A iniciativa ganhou visibilidade com o apoio da jogadora de vôlei Alessia Orro, que participou de um vídeo divulgado na data com um apelo direto para que jovens mulheres não ignorem comportamentos abusivos em relações pessoais. A mensagem central é clara, romper o silêncio pode ser o primeiro passo para interromper ciclos de violência.
Violência contra mulheres continua em escala global
Dados recentes reunidos pelo UNICEF mostram a dimensão do problema. Segundo o relatório mais recente da organização, quase uma em cada três mulheres no mundo sofreu algum tipo de violência física ou sexual ao longo da vida. O número representa cerca de 840 milhões de pessoas.
Na Itália, estatísticas do instituto nacional de estatística indicam que 6,4 milhões de mulheres já enfrentaram violência física ou sexual. Isso corresponde a 31,9% das mulheres entre 16 e 75 anos.
Entre os casos registrados, uma parcela significativa envolve agressões praticadas por pessoas conhecidas, incluindo familiares, colegas ou parceiros.
- 31,9% das mulheres italianas já sofreram violência física ou sexual
- 6,4 milhões de vítimas registradas no país
- 26,5% relatam agressões cometidas por pessoas conhecidas
- jovens entre 16 e 24 anos aparecem entre os grupos mais vulneráveis
Especialistas apontam que os casos entre adolescentes vêm crescendo principalmente em ambientes digitais e em relações afetivas marcadas por controle ou manipulação psicológica.
Sinais de alerta que muitas vezes passam despercebidos
Um dos focos da campanha é ensinar jovens mulheres a identificar comportamentos que podem evoluir para violência.

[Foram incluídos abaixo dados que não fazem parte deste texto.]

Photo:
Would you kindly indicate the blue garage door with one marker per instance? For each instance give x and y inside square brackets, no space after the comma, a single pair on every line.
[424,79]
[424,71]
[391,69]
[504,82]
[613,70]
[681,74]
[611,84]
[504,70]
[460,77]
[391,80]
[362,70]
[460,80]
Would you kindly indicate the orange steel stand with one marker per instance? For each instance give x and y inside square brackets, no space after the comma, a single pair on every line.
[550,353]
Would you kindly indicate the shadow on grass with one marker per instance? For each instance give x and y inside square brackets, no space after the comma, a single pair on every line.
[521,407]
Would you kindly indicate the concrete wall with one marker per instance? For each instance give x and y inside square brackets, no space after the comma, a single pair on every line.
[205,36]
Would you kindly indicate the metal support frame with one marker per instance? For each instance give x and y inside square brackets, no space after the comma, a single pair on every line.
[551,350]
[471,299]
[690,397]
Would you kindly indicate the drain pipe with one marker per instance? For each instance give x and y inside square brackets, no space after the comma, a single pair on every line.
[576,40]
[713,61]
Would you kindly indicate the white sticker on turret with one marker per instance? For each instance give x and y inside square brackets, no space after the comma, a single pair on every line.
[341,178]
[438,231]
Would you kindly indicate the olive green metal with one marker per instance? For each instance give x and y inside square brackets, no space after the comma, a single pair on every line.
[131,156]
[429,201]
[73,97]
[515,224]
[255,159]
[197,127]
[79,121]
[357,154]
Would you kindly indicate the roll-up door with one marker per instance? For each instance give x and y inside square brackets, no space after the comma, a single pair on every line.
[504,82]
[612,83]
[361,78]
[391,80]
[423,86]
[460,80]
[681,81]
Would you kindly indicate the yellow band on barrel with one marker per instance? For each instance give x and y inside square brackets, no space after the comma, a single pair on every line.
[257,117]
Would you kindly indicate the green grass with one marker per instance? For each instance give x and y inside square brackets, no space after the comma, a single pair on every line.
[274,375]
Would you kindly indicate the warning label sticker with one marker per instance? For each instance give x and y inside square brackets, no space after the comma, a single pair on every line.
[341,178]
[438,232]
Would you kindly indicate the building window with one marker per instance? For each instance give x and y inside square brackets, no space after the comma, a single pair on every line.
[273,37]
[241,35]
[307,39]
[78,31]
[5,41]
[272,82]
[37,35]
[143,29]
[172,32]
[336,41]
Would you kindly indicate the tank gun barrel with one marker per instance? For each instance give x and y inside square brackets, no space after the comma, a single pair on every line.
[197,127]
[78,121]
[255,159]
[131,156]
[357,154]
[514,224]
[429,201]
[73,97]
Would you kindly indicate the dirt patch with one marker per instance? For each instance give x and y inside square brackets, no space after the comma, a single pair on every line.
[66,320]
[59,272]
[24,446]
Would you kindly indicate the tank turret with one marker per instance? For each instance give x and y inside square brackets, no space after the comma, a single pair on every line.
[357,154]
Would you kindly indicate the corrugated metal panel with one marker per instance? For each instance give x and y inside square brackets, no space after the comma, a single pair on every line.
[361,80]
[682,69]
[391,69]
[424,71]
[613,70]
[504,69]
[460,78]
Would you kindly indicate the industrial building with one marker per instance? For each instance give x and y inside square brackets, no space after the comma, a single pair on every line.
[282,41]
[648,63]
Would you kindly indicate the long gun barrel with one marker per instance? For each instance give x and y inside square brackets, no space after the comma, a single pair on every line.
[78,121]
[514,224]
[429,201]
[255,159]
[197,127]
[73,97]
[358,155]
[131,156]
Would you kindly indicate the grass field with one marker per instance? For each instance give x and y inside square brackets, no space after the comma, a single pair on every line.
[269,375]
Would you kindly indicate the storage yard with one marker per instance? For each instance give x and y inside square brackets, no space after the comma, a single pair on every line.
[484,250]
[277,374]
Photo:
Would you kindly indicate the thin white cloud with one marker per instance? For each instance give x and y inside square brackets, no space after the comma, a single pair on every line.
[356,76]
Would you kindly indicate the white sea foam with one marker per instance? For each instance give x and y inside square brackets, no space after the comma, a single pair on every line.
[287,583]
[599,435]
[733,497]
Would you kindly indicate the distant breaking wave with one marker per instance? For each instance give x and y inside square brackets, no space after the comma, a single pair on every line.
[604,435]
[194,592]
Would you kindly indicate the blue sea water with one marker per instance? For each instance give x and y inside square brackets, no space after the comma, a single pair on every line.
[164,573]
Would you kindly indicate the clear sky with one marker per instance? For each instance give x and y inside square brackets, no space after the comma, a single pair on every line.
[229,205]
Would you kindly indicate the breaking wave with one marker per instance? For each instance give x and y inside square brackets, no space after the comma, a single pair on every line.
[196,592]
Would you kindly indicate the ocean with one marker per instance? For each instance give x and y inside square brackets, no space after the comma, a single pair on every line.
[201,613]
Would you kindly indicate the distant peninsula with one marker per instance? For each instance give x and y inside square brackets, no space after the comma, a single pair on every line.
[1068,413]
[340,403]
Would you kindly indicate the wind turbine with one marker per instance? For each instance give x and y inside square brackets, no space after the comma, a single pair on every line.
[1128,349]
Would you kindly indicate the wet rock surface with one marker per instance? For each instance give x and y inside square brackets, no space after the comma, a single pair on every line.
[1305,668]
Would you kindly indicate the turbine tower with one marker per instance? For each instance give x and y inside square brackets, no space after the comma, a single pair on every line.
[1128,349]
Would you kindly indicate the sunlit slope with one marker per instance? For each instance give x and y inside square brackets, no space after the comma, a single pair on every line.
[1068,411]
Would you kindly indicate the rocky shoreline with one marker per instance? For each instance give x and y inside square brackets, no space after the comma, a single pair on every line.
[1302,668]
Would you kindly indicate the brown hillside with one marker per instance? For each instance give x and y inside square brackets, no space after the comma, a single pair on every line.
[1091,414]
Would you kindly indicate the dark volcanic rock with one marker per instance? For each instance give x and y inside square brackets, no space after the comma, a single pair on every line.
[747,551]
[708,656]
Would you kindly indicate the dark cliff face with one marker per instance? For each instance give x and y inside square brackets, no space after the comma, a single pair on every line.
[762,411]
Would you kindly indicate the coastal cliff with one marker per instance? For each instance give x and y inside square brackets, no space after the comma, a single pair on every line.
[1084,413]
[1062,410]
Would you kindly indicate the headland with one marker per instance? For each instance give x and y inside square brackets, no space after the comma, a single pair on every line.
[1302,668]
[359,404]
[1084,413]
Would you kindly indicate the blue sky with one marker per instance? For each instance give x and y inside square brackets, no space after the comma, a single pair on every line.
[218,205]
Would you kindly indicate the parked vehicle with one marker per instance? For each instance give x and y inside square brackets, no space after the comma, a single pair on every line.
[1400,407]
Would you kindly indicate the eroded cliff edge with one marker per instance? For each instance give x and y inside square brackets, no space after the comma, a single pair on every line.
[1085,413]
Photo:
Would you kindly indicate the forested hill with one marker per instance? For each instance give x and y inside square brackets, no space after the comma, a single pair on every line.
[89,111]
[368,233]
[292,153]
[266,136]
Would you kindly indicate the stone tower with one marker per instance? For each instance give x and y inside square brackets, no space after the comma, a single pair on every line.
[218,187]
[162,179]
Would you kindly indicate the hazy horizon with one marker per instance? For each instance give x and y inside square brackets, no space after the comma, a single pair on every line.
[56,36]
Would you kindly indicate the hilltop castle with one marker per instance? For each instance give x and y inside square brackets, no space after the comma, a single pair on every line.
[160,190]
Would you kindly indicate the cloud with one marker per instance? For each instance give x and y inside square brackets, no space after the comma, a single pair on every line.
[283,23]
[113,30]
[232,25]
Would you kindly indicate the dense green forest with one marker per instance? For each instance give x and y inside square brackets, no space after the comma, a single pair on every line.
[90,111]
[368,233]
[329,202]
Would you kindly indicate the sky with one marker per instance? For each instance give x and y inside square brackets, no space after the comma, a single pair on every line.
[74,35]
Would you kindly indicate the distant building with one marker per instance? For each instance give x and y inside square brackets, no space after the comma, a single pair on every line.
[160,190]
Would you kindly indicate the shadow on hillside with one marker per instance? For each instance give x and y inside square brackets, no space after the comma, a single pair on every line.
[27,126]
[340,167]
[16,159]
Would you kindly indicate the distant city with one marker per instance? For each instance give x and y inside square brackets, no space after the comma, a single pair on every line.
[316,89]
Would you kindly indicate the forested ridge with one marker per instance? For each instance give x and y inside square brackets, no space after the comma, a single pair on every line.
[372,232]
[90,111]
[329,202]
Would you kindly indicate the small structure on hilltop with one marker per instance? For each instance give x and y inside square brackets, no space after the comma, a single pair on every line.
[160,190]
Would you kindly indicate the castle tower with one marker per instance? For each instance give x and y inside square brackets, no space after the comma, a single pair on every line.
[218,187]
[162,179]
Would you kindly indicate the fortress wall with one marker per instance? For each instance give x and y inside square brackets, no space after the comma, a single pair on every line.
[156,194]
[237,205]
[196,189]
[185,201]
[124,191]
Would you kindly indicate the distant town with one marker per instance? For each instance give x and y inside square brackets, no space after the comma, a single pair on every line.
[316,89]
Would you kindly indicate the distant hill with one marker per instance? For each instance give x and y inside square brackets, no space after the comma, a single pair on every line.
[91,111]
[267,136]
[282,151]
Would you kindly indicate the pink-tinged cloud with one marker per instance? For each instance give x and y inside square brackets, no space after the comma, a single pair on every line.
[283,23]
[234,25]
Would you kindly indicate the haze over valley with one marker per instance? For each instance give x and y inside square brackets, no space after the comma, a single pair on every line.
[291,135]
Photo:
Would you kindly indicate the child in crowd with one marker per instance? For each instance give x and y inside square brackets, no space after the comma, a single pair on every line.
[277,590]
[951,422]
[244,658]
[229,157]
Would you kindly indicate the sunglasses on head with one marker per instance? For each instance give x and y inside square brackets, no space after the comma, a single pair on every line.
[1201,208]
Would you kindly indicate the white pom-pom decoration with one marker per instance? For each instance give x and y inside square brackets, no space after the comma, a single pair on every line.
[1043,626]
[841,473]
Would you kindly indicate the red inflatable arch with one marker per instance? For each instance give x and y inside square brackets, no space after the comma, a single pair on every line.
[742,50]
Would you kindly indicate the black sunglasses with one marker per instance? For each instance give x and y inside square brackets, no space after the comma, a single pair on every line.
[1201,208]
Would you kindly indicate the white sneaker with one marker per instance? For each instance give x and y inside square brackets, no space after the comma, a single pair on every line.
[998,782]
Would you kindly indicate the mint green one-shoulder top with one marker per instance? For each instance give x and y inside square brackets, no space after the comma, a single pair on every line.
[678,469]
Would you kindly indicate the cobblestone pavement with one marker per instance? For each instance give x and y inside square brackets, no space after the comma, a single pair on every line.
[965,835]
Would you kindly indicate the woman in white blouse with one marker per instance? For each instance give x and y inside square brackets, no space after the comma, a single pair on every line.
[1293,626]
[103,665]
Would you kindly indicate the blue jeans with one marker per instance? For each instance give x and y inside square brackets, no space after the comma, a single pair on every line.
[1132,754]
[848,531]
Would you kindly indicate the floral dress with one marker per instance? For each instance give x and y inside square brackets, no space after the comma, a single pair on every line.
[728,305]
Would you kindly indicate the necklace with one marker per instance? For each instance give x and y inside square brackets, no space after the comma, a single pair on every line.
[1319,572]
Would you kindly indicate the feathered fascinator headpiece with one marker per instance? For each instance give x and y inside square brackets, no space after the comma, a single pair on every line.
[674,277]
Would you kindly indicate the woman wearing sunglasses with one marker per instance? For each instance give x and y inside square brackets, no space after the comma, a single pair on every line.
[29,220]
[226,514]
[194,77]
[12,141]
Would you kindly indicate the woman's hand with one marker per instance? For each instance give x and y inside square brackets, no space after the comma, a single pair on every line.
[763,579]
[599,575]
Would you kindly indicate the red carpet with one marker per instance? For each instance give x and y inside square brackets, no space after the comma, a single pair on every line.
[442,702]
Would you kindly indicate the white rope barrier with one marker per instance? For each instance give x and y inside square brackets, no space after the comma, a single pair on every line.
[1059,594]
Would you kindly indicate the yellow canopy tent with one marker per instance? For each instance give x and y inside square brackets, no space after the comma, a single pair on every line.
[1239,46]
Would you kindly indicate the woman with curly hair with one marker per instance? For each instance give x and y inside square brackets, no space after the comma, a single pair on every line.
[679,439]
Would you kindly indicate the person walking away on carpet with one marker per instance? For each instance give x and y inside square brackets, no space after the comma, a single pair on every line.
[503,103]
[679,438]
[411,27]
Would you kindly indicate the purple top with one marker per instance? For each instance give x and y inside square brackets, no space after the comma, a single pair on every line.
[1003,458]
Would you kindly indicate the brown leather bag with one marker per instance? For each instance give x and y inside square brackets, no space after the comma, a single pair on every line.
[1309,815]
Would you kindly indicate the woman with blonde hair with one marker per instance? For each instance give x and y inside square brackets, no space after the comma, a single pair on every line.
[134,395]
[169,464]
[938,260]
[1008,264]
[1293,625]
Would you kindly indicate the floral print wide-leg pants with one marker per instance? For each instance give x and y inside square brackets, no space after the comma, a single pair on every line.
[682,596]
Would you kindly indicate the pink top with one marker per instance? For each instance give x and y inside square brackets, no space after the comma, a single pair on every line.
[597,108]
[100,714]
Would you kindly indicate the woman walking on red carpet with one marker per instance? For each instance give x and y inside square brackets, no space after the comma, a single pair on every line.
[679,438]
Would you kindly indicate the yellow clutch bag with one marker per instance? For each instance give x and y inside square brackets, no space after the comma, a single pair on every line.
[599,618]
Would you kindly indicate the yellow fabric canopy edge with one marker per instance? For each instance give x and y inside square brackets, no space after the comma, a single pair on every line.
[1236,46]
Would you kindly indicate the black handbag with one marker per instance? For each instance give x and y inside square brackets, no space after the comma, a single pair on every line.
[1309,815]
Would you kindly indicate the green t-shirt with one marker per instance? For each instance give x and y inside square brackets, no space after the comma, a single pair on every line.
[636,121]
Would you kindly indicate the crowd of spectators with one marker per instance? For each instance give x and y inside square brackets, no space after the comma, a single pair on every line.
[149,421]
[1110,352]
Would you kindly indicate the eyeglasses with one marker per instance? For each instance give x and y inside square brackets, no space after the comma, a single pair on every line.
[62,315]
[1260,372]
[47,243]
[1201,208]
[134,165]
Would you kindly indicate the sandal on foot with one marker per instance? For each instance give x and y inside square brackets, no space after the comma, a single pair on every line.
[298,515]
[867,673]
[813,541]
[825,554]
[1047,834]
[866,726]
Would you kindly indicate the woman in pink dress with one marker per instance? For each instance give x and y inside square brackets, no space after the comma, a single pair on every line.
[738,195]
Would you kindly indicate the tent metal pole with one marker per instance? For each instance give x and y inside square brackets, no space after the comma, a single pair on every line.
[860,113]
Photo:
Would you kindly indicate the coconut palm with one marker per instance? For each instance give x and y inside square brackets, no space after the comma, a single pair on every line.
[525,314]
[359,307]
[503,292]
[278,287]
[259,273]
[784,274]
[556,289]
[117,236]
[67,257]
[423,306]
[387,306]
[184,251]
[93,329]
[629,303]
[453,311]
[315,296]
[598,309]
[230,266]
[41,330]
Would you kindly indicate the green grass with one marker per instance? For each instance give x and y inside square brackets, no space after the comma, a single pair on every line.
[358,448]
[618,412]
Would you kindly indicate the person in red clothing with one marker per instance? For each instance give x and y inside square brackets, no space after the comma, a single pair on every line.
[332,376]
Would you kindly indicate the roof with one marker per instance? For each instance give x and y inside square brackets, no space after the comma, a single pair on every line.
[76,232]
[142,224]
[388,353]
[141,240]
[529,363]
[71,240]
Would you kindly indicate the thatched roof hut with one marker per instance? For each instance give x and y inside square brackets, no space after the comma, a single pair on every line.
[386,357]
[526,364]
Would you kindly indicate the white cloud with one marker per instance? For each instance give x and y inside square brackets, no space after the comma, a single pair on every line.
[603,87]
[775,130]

Em muitos casos, atitudes abusivas aparecem de forma gradual e acabam sendo normalizadas dentro de relacionamentos.
Entre os sinais considerados mais comuns estão o controle excessivo, o ciúme obsessivo e tentativas de isolamento social.
Controle constante, medo, domínio emocional e isolamento são alguns dos sinais que podem indicar risco de violência em relações pessoais.
Segundo a campanha, ignorar esses sinais pode fazer com que a vítima permaneça em silêncio por mais tempo, muitas vezes sem perceber que está em uma situação perigosa.
Educação e apoio como ferramentas de prevenção
A estratégia defendida por organizações internacionais é ampliar ações preventivas. Combater a violência de gênero, segundo especialistas, não depende apenas de punir agressões depois que acontecem.
O processo envolve educação, apoio social e acesso a redes de proteção.
- serviços sociais e de saúde
- centros de apoio a vítimas de violência
- programas educacionais em escolas
- participação de famílias e comunidades
A campanha também orienta que mulheres que identifiquem situações de risco procurem ajuda imediatamente. Na Itália, o serviço nacional 1522 oferece atendimento gratuito e confidencial 24 horas por dia para orientar vítimas e indicar centros de apoio.
A iniciativa pretende ampliar a conscientização especialmente entre adolescentes, grupo que muitas vezes não reconhece os primeiros sinais de abuso. O objetivo é romper a cultura de silêncio que ainda cerca a violência de gênero e incentivar denúncias antes que episódios de agressão se tornem mais graves.